A San Antonio federal judge ruled last week that the Bexar County Sheriff’s Office violated the rights of a Mexican citizen when he was held in jail on an immigration detainer after his criminal charges were dismissed.
The Bexar County Jail regularly honors U.S. Immigration and Customs Enforcement (ICE) detainers, which are requests to hold someone for 48 hours who was arrested on state criminal charges and subsequently ordered released, but who is suspected of violating immigration laws.
U.S. District Judge Orlando Garcia ruled that the sheriff does not have probable cause to hold people because immigration violations are most often civil matters that don’t carry criminal charges.
The importance of this decision will likely go beyond this case, says Geoffrey Hoffman, the director of the University of Houston Law Center Immigration Clinic.
“The decision basically says that the ICE detainer was unconstitutional as applied to this particular defendant,” Hoffman says. “It also says that the detention pursuant to an ICE detainer is a Fourth Amendment seizure and it must be supported by probable cause or a warrant.”
Hoffman says this case reflects the larger misunderstanding that being in the U.S. without documentation does not equate committing a criminal offense.
“The probable cause that’s contained in those detainers is merely a probable cause that you may be removable or deportable from the United States,” he says.
Hoffman says Garcia’s ruling will have “more sweeping implications,” particularly on pending Senate Bill 4 lawsuits.
SB 4, which is commonly known as the state’s anti-sanctuary cities law or the “show me your papers” law, will go into effect on Sept. 1. It fines local jurisdictions that refuse to honor ICE detainers and under the law, elected officials who create policies to limit local cooperation with federal deportation efforts can face criminal penalties.

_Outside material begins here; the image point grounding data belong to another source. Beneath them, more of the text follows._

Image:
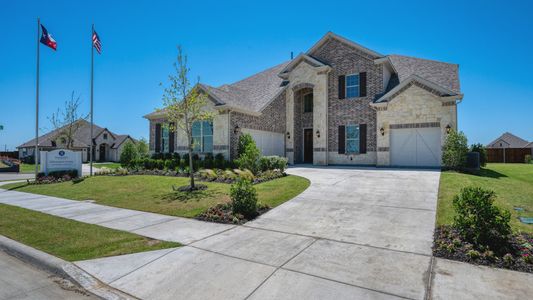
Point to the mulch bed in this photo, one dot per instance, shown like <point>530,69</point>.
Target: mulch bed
<point>518,256</point>
<point>222,213</point>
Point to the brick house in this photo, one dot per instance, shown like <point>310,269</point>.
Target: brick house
<point>338,103</point>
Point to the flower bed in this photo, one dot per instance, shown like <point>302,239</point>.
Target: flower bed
<point>518,254</point>
<point>223,213</point>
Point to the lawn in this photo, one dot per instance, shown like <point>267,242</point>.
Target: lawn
<point>513,184</point>
<point>107,165</point>
<point>68,239</point>
<point>156,194</point>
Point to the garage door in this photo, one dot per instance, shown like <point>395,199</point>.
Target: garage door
<point>416,147</point>
<point>270,143</point>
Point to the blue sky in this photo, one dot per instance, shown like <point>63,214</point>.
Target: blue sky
<point>492,41</point>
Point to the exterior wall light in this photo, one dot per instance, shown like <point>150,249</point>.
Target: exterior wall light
<point>448,129</point>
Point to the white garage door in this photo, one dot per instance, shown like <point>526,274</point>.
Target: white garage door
<point>270,143</point>
<point>415,147</point>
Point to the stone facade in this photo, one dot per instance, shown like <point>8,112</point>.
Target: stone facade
<point>415,107</point>
<point>272,119</point>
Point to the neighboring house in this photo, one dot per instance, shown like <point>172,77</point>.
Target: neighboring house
<point>509,140</point>
<point>338,103</point>
<point>107,146</point>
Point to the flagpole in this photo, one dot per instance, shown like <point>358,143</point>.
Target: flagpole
<point>92,75</point>
<point>37,105</point>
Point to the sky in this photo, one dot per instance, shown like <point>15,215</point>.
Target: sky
<point>225,41</point>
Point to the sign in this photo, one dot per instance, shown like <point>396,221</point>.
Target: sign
<point>60,160</point>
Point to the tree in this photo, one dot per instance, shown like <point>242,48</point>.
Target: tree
<point>455,150</point>
<point>129,154</point>
<point>142,147</point>
<point>184,105</point>
<point>68,120</point>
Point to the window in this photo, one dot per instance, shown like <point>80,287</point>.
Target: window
<point>308,102</point>
<point>202,136</point>
<point>352,139</point>
<point>352,86</point>
<point>165,140</point>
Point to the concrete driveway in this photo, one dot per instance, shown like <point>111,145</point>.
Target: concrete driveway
<point>354,233</point>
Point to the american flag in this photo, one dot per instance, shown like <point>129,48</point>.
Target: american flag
<point>96,42</point>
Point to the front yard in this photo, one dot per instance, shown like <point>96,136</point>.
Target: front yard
<point>513,184</point>
<point>155,193</point>
<point>68,239</point>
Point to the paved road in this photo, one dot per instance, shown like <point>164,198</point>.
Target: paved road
<point>21,281</point>
<point>354,233</point>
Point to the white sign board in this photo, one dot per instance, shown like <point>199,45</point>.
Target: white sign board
<point>60,160</point>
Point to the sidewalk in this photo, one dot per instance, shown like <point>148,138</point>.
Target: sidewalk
<point>156,226</point>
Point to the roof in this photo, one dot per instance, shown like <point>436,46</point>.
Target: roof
<point>254,93</point>
<point>81,136</point>
<point>444,74</point>
<point>512,140</point>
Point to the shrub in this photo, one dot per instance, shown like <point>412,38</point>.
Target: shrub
<point>455,150</point>
<point>478,220</point>
<point>129,153</point>
<point>479,148</point>
<point>248,153</point>
<point>244,198</point>
<point>244,174</point>
<point>272,163</point>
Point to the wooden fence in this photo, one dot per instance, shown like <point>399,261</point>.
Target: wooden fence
<point>508,155</point>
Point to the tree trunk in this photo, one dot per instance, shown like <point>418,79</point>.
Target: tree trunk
<point>191,168</point>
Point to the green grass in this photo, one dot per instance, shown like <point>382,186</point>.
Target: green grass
<point>68,239</point>
<point>513,184</point>
<point>155,193</point>
<point>107,165</point>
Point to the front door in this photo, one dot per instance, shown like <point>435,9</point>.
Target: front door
<point>102,152</point>
<point>308,145</point>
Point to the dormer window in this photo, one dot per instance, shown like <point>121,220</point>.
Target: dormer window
<point>352,86</point>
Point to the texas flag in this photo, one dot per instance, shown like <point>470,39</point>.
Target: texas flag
<point>47,39</point>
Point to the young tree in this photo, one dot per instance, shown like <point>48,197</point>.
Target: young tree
<point>67,120</point>
<point>184,105</point>
<point>129,154</point>
<point>142,147</point>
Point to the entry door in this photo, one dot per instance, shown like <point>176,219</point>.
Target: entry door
<point>102,152</point>
<point>308,145</point>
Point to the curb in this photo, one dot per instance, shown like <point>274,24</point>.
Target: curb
<point>61,268</point>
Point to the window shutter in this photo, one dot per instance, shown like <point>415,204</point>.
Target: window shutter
<point>157,138</point>
<point>362,138</point>
<point>362,84</point>
<point>342,140</point>
<point>342,86</point>
<point>171,135</point>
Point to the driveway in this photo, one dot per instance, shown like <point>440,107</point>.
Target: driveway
<point>354,233</point>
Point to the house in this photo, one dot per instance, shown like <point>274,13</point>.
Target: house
<point>509,140</point>
<point>107,146</point>
<point>338,103</point>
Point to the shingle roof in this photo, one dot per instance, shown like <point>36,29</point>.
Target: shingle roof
<point>441,73</point>
<point>252,93</point>
<point>512,140</point>
<point>82,136</point>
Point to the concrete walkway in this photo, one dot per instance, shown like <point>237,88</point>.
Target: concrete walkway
<point>354,233</point>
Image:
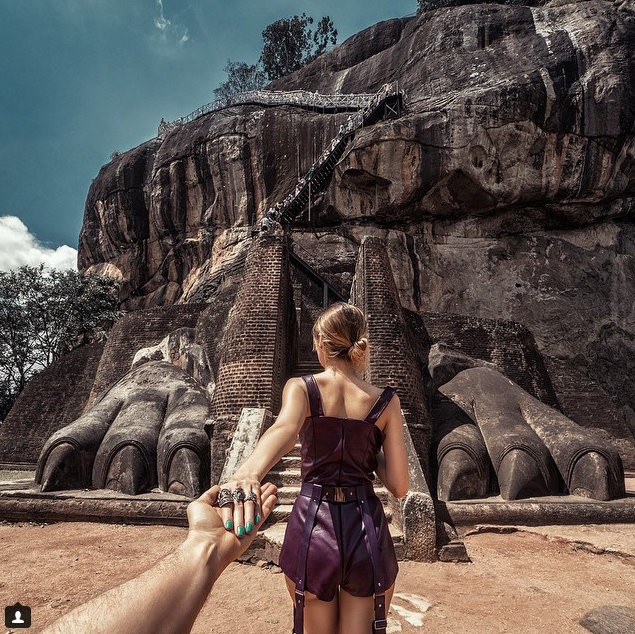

Garcia will hear three separate lawsuits against SB 4 at the end of June.
Hoffman says the first was a preemptive lawsuit brought by the state in an attempt to get a declaratory judgement concerning the constitutionality of SB 4. The other two lawsuits were later brought by the cities of El Cenizo and San Antonio.
“With respect to the SB 4 litigation, the problem with the detainer provisions is that the detainer provisions in the SB 4 legislation say that it has to be mandatory,” Hoffman says. “The problem with that is that under federal law those detainers are not mandatory, but they’re voluntary pursuant to ICE’s own policy.”